Search warrant exectued at Mount Polley Mine

February 4, 2015

Police in British Columbia executed search warrants at the Mount Polley Mine on Feb. 3 on behalf of the B.C. Conservation Officer Service, one of the agencies still investigating the tailings dam disaster.

At the same time that Imperial Metals, the owner of the mine, was marking the start of operations at its new Red Chris mine in northern B.C., police arrived at the Mount Polley mine site, 100 km northeast of Williams Lake, to collect evidence for the conservation service. The service is an independent law-enforcement body that can recommend charges when warranted to provincial Crown Counsel, The Globe and Mail reported.

Steve Robertson, vice-president of corporate affairs for Imperial Metals, said the search for documents at the mine site, almost six months after the catastrophic dam failure, was not surprising “Nothing too extreme going on there, it’s just the execution of a warrant by the Conservation Service,” he said. “We didn’t know when it was coming, but we were certainly expecting it to happen.”

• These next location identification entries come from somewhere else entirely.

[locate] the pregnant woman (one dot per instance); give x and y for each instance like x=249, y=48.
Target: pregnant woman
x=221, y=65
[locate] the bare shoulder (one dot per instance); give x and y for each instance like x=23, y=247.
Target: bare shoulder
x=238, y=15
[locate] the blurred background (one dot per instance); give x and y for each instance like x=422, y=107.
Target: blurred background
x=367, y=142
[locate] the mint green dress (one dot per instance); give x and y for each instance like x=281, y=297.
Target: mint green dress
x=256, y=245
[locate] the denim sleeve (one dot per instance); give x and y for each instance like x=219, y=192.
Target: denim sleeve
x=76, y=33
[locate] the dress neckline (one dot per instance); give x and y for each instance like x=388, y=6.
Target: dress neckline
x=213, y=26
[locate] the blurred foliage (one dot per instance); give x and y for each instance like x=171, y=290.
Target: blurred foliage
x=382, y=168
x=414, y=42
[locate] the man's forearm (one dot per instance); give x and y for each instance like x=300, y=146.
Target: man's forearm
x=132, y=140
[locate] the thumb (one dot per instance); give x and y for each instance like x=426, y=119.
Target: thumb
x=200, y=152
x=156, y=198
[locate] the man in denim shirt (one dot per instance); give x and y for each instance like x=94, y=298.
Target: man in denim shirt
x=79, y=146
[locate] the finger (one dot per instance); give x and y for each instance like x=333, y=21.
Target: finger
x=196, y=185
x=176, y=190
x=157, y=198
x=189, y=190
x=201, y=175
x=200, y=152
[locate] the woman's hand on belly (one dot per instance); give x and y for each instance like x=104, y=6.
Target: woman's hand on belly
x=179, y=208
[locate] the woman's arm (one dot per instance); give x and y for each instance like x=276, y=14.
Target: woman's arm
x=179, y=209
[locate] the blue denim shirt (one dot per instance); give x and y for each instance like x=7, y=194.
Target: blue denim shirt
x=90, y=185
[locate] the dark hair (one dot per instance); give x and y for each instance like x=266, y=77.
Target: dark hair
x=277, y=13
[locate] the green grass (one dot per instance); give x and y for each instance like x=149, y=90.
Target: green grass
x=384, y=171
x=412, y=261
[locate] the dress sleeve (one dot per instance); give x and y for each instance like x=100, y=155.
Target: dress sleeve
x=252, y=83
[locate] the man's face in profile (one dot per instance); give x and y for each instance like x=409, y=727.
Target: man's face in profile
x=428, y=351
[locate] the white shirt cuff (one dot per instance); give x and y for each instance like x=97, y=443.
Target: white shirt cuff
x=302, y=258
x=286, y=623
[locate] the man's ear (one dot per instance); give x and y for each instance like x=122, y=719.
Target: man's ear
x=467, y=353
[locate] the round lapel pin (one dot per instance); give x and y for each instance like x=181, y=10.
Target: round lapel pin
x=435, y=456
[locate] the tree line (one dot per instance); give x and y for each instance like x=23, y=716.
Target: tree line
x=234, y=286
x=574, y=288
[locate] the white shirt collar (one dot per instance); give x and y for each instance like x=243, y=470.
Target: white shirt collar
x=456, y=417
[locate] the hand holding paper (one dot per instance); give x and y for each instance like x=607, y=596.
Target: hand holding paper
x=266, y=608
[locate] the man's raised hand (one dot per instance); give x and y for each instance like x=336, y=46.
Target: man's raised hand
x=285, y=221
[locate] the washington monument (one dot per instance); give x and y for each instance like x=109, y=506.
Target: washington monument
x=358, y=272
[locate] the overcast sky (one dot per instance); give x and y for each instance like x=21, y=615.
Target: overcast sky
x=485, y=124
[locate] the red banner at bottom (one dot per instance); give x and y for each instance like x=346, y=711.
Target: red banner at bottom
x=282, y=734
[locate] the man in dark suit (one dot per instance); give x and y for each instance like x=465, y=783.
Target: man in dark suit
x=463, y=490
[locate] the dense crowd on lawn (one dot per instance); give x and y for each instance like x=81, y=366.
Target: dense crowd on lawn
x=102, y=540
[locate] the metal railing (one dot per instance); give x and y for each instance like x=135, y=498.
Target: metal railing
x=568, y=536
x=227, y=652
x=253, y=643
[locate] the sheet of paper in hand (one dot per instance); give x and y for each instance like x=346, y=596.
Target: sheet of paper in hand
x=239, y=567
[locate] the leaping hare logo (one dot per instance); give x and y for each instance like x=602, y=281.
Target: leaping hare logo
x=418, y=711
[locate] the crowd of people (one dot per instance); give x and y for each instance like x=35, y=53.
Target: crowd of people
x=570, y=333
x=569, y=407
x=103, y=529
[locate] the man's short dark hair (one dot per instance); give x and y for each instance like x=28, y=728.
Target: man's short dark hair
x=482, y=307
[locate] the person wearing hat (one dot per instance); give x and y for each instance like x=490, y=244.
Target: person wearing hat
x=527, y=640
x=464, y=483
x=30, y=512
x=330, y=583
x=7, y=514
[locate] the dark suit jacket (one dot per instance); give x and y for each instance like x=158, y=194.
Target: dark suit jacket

He said the mine officials are fully co-operating with police, and called it a “positive step in our eyes” because it advances one of the two outstanding investigations.

“This is a great opportunity for us to move forward,” he said. “The panel report that came out [last week] found there was a single cause for the failure, a design flaw. We look forward to all these investigations being completed and we expect there will be similar results.”

Operations at the Imperial Metals’ Red Chris mine began Tuesday without the usual ribbon-cutting that a new mine typically attracts.

The Red Chris mine, 804 km south of Dease Lake in northwestern British Columbia, received an interim permit to begin processing copper and gold ore and to use its tailings pond this week, just days after a report was released on the dam failure at the company’s Mount Polley tailings facility last August.

An expert engineering panel determined the breach at the Mount Polley Mine tailings pond was the result of a failure of the foundation of the embankment and recommended some major changes for the mining industry in British Columbia (ME, Feb. 2, 2015).

Even as the province looks at a new regulatory environment with stricter safety standards for its mines, the chief inspector of mines issued the preliminary permit required to commission the Red Chris project – providing a cash flow that Imperial Metals needs as the company’s cleanup costs mount and efforts to restart operations at Mount Polley are stalled.

The company expects Red Chris to be at full production, with 30 kt (33,000 st) of material flowing into the tailings pond, by May. At that time, it will need to apply for a full permit once it has proved the tailings pond facility – and the dam – is performing as promised.

Meanwhile, members of the Soda Creek Band, Union of B.C. Indian Chiefs and First Nations Summit announced their support of the recommendations proposed by the panel that reviewed the Mount Polley incident.